M. Samadel, l’as des-mouleurs ; M. Kriegel un de nos meilleurs praticiens ; le comte Alvaro de Vasconcellos da Silva, un ami des arts.

Aux yeux en grains de café, rien n’échappe.

— Mais c’est le buste de ta mère !…, Quel chef-d’œuvre, Jude ! Tu vas le laisser comme ça, j’espère !

Pendant qu’il s’approchait pour mieux voir et même toucher, les deux autres s’éclipsèrent.

— Comme tu lui ressembles !…

Ils se regardèrent, taisant des attendrissements. Après un long silence où le Portugais contempla l’œuvre sur toutes ses faces, brusquement il changea l’atmosphère.

— Écoute, cher ! J’ai décidé que tu allais travailler pour moi. Tu connais ma petite bicoque de Bellevue. Je n’y vais pas cet été parce que, depuis que je ne t’ai vu, je m’arrange un pied-à-terre ici, sur la rive gauche. Tu comprends, je cours les antiquaires, l’Hôtel… enfin, c’est la passion déchaînée. Tu me connais.
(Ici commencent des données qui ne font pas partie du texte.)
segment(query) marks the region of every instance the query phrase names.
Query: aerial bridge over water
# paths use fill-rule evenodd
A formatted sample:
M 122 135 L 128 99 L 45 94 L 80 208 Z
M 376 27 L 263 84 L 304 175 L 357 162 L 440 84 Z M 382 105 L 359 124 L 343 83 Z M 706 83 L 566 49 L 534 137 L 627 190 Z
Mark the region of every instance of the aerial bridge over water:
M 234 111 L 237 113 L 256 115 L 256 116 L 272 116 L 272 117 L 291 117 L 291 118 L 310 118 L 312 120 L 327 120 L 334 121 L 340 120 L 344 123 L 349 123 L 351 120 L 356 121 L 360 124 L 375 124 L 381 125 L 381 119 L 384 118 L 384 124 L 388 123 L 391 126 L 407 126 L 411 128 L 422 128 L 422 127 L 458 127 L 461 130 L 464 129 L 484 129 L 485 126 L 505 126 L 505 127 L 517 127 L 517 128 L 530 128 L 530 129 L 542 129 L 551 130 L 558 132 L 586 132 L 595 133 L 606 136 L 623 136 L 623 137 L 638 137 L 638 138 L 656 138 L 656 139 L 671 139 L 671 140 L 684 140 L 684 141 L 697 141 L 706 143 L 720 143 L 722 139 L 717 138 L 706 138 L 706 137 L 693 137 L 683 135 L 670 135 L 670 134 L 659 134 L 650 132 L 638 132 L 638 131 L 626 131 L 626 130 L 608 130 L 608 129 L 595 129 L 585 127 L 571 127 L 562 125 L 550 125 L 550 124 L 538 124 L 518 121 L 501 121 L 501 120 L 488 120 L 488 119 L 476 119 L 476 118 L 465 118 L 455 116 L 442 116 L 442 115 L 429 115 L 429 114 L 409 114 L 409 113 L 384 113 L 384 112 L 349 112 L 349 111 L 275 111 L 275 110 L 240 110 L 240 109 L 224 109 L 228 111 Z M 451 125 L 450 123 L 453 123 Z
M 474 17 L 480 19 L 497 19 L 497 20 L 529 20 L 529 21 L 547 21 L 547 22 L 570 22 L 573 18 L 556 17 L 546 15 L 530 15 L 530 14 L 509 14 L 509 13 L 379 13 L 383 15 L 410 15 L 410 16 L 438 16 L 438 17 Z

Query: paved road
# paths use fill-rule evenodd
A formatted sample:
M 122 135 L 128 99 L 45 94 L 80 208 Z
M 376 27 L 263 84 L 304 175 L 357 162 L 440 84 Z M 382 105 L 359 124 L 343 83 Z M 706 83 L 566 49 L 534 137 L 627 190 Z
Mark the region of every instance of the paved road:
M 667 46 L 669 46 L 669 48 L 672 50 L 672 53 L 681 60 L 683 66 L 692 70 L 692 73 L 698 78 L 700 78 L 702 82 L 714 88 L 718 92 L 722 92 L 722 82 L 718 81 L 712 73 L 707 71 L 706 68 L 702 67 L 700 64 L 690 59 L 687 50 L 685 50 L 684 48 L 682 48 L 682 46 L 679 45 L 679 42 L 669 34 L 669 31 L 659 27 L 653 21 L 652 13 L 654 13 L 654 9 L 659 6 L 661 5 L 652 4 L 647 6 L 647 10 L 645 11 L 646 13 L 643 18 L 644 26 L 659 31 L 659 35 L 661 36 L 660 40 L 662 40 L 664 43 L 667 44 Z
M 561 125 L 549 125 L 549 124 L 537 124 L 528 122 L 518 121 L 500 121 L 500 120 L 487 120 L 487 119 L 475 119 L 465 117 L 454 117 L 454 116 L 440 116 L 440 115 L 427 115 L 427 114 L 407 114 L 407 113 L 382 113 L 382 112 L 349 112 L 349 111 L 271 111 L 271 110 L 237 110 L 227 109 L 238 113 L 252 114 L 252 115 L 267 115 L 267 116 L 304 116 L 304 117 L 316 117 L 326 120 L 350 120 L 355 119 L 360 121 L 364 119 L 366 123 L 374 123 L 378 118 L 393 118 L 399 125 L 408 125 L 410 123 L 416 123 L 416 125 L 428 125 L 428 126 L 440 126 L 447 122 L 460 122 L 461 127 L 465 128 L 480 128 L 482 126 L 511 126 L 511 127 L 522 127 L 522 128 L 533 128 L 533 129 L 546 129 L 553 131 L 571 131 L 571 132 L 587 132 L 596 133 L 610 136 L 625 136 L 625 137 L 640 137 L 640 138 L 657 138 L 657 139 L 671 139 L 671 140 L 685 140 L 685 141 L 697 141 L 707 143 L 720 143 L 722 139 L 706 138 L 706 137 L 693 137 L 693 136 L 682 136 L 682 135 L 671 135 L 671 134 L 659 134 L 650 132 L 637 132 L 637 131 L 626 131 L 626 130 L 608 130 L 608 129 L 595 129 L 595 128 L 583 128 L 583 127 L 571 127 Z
Alors je veux profiter de ce que je n’habite pas Bellevue cette année pour y faire faire des changements. Il y a longtemps que je rêve d’une fontaine devant la maison, avec le décor du parc derrière. C’est toi seul qui peut m’exécuter ça. Tu vas me dire quel jour tu viendras voir l’emplacement. Mais, tu sais, ce ne sera pas comme pour mon buste… (Harlingues fit un mouvement.) Non ! Non. Ne payer que le marbre et les frais, je trouve ça dégoûtant. Ça ne peut pas continuer. Je veux…

— Voyons, Alvaro ! Tu oublies que j’ai vécu près de trois ans des deux bustes que-tu m’as procurés pour tes compatriotes. Jamais je n’avais touché des prix pareils.

— Ce n’était même pas assez payé !… Mon petit Jude, tu vas m’obéir. Je veux ma fontaine aux conditions que tu mérites. Sinon, j’y renonce, et ce sera vraiment un chagrin.